Optimizing Agent Workflows for Modern LLMs

Writing effective agent skills requires deep knowledge of prompt engineering. With the release of advanced reasoning models like Claude 3.5 Sonnet, ChatGPT o1, and DeepSeek-V3, prompt templates must focus on structured thinking. Developers are encouraged to use XML tags (e.g., <thought>, <context>, and <rules>) to isolate execution boundaries. Standardized prompts prevent agents from suffering from context drift, ensuring that long-running tasks remain aligned with the initial system parameters.

Exploring by SOC Occupations and Creator Profiles

What makes SkillMD unique is its taxonomy. Instead of simple text search, we parse and organize files according to the Standard Occupational Classification (SOC) system. This means you can discover skills written for Computer and Mathematical roles, Business and Financial operations, Legal, Design, and and Educational Instruction fields. By tracking creator profiles, developers can study how different teams organize their custom instructions, compare version updates, and fork public configs for specialized enterprise use cases.

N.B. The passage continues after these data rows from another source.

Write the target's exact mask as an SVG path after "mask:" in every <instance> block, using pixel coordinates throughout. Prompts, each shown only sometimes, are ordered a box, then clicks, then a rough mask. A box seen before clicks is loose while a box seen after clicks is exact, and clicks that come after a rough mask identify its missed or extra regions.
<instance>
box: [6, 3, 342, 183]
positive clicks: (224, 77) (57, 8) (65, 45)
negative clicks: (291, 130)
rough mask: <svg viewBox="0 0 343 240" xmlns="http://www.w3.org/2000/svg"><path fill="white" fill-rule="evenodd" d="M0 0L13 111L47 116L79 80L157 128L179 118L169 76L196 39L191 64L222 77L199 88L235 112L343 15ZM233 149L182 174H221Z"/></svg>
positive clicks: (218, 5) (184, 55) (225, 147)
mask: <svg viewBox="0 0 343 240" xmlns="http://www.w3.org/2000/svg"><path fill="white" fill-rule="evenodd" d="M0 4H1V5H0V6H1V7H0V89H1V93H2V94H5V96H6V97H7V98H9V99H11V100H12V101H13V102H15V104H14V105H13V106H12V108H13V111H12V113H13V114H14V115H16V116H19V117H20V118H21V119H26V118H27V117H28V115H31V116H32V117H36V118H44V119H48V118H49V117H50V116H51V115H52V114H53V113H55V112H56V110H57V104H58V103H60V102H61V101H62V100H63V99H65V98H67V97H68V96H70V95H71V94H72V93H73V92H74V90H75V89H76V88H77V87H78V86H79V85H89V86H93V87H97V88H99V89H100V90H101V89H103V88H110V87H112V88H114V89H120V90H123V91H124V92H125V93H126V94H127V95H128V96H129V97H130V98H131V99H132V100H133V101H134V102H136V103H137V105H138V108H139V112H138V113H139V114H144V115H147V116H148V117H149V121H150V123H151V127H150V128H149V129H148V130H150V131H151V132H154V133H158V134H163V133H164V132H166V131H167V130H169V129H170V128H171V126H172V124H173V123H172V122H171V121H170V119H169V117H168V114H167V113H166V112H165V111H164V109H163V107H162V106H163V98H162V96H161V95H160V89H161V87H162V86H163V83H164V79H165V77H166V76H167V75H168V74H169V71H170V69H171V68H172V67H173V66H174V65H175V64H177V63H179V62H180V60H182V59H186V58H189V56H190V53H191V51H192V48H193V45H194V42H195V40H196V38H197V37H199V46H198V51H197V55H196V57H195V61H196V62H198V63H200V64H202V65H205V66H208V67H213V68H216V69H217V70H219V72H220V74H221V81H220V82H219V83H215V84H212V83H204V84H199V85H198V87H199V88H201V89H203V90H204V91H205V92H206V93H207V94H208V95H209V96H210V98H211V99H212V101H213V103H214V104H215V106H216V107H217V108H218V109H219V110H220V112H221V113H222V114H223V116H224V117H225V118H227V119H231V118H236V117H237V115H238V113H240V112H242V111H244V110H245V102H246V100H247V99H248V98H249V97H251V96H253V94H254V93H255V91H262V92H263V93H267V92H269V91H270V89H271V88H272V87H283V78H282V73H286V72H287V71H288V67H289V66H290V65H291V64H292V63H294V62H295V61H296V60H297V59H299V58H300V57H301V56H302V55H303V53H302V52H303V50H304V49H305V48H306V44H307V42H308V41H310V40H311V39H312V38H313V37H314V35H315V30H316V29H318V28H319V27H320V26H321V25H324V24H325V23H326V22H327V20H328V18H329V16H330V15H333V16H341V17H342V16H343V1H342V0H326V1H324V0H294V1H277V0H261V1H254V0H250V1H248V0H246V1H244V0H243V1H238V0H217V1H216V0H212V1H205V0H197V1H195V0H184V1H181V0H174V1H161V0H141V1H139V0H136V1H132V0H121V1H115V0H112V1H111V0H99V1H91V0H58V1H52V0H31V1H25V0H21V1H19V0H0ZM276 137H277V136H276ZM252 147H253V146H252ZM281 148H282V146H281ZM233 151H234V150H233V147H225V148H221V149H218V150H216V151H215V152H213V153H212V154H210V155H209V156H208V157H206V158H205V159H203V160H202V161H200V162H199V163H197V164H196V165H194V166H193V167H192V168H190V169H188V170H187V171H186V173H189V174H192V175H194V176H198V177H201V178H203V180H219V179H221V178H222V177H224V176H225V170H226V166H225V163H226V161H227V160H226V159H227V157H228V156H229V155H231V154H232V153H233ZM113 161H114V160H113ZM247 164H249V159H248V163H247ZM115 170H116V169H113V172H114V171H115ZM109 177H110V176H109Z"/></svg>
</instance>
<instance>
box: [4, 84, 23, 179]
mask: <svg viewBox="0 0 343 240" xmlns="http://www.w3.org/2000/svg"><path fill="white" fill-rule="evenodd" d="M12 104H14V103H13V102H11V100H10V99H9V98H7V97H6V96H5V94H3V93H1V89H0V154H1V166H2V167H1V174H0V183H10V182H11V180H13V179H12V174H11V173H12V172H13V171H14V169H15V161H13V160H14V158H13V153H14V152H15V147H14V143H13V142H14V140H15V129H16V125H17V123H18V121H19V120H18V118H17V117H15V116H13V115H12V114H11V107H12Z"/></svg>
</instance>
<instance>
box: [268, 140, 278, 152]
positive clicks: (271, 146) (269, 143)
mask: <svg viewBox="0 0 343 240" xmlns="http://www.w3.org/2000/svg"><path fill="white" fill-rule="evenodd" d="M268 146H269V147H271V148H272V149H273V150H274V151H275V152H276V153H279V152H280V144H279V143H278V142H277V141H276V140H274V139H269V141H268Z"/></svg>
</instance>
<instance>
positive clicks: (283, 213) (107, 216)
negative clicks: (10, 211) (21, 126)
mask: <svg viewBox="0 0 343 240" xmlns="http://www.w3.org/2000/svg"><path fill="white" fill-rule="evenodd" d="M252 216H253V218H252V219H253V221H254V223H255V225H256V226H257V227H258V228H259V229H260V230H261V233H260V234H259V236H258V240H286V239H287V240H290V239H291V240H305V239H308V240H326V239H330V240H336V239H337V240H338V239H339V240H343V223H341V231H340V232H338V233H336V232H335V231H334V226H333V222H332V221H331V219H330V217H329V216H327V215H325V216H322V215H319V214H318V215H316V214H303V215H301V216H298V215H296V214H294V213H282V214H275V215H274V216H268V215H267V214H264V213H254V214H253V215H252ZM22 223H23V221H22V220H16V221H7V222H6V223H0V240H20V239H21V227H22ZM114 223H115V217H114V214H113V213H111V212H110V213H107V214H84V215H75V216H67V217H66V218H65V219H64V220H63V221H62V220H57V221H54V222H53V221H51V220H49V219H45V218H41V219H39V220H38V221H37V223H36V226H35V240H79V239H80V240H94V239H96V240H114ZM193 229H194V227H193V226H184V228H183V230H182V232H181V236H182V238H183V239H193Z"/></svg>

SkillMD operates as a high-performance index running on a fast Go backend and a highly responsive Astro SSR frontend. All search queries execute in milliseconds, featuring smart debouncing to prevent multiple API requests while keeping user data secure. Join our community of developers to standardize your AI agent instructions and optimize your LLM prompting workflows today.

8 QUESTIONS

Frequently Asked Questions

A practical guide to agent skills: what they are, how to inspect them, and how SkillMD helps you explore the ecosystem.